Let $f$ be a differentiable function satisfying: $$\int_0^{f(x)}f^{-1}(t)dt-\int_0^x(\cos t-f(t))dt=0$$ and $f(\pi)=0$, Considering $g(x)=f(x)\forall x\in\mathbb R_0=\mathbb R+{0}$. If $$\int_0^{\infty}(g(x))^3dx=A$$ and $$\int_0^{\infty}\frac{1-g(x)}{x^2}dx=\frac{kA}{k+1}$$ then k is?

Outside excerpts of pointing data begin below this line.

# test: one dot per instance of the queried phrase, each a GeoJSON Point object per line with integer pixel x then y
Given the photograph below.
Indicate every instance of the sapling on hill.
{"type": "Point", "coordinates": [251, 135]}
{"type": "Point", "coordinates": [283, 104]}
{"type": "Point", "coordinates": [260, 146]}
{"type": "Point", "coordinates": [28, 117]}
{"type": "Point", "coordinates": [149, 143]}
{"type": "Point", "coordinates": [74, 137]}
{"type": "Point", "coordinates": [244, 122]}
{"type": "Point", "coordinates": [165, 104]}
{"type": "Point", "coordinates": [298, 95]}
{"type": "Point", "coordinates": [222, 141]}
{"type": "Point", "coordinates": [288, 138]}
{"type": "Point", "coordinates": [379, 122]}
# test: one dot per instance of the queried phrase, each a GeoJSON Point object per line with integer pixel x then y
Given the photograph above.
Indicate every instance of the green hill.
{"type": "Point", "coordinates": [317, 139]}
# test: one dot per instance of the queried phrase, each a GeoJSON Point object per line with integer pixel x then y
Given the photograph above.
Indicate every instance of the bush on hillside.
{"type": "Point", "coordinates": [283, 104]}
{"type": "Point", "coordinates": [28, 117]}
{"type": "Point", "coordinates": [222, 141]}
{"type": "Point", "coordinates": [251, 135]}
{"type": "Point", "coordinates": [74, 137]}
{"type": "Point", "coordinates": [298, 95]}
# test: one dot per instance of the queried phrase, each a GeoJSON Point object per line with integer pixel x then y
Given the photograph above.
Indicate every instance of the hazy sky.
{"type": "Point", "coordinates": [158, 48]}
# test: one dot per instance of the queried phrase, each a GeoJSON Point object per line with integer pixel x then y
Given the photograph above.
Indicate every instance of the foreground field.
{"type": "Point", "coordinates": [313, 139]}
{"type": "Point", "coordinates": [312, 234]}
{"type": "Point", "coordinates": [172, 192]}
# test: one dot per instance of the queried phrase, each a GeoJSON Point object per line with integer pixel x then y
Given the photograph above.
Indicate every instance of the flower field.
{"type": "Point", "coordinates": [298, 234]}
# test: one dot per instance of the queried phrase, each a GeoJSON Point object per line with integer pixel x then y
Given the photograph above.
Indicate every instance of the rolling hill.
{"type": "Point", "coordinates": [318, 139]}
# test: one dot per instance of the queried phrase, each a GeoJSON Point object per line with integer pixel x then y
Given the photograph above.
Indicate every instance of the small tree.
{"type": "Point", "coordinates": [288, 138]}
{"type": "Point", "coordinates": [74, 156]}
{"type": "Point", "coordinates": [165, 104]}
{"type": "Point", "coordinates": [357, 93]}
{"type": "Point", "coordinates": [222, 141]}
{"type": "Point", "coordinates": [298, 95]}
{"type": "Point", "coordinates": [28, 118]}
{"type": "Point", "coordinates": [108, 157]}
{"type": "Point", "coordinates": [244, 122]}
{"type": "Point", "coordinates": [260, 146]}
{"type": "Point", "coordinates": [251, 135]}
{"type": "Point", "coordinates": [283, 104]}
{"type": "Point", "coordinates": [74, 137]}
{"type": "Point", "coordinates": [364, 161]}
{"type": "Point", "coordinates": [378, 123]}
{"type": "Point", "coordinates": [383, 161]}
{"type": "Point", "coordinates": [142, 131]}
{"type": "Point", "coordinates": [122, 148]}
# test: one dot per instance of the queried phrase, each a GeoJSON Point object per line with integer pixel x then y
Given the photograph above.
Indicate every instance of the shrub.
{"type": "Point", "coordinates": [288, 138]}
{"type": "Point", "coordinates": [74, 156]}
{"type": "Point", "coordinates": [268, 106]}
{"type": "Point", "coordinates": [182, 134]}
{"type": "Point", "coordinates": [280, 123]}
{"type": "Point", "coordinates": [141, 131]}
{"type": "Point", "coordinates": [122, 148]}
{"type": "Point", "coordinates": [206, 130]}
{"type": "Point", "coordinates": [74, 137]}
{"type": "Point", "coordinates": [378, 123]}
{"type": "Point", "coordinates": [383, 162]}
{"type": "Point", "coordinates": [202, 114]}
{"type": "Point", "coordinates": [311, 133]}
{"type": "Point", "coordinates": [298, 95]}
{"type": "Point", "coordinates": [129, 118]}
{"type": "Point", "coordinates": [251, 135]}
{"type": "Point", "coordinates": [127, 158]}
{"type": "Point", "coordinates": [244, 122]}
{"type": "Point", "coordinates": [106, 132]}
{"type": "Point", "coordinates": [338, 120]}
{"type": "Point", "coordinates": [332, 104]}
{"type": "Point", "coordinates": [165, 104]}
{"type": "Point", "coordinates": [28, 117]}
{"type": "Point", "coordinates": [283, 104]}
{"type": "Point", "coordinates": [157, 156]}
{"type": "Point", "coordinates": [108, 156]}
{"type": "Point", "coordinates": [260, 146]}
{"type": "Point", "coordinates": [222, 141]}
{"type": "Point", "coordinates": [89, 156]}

First I did : $$\int_0^{f(x)}f^{-1}(t)dt-\int_0^x(\cos t-f(t))dt=0\\\int_0^{f(x)}f^{-1}(t)dt+\int_0^xf(t)dt=\int_0^x\cos tdt\\xf(x)=\sin x$$ So $f(x)=\dfrac{\sin x}x$ But how can someone calculate? $$\int_0^{\infty}\frac{\sin^3x}{x^3}dx$$ NB, limit to highschool level
We have $4\sin(x)^3=3\sin(x)-\sin(3x)$. Let $\varepsilon>0$. Then let $$4A_{\varepsilon}=3\int_{\varepsilon}^{+\infty}\frac{\sin(x)}{x^3}dx-\int_{\varepsilon}^{+\infty}\frac{\sin(3x)}{x^3}$$
We have by putting $3x=u$ in the last integral $$4A_{\varepsilon}=3\int_{\varepsilon}^{+\infty}\frac{\sin(x)}{x^3}dx-9\int_{3\varepsilon}^{+\infty}\frac{\sin(u)}{u^3}du$$ Hence $$4A_{\varepsilon}=3\int_{\varepsilon}^{+\infty}\frac{\sin(x)-x}{x^3}dx+3\int_{\varepsilon}^{+\infty}\frac{dx}{x^2}-9\int_{3\varepsilon}^{+\infty}\frac{\sin(x)-x}{x^3}-9\int_{3\varepsilon}^{+\infty}\frac{dx}{x^2}$$ and: $$4A_{\varepsilon}=-3\int_{\varepsilon}\frac{1-g(x)}{x^2}dx+9\int_{3\varepsilon}\frac{1-g(x)}{x^2}dx$$
Now if we let $\varepsilon\to 0$, we get $$4\int_0^{+\infty}(\frac{\sin(x)}{x})^3dx=6\int_{0}\frac{1-g(x)}{x^2}dx$$ and we are done.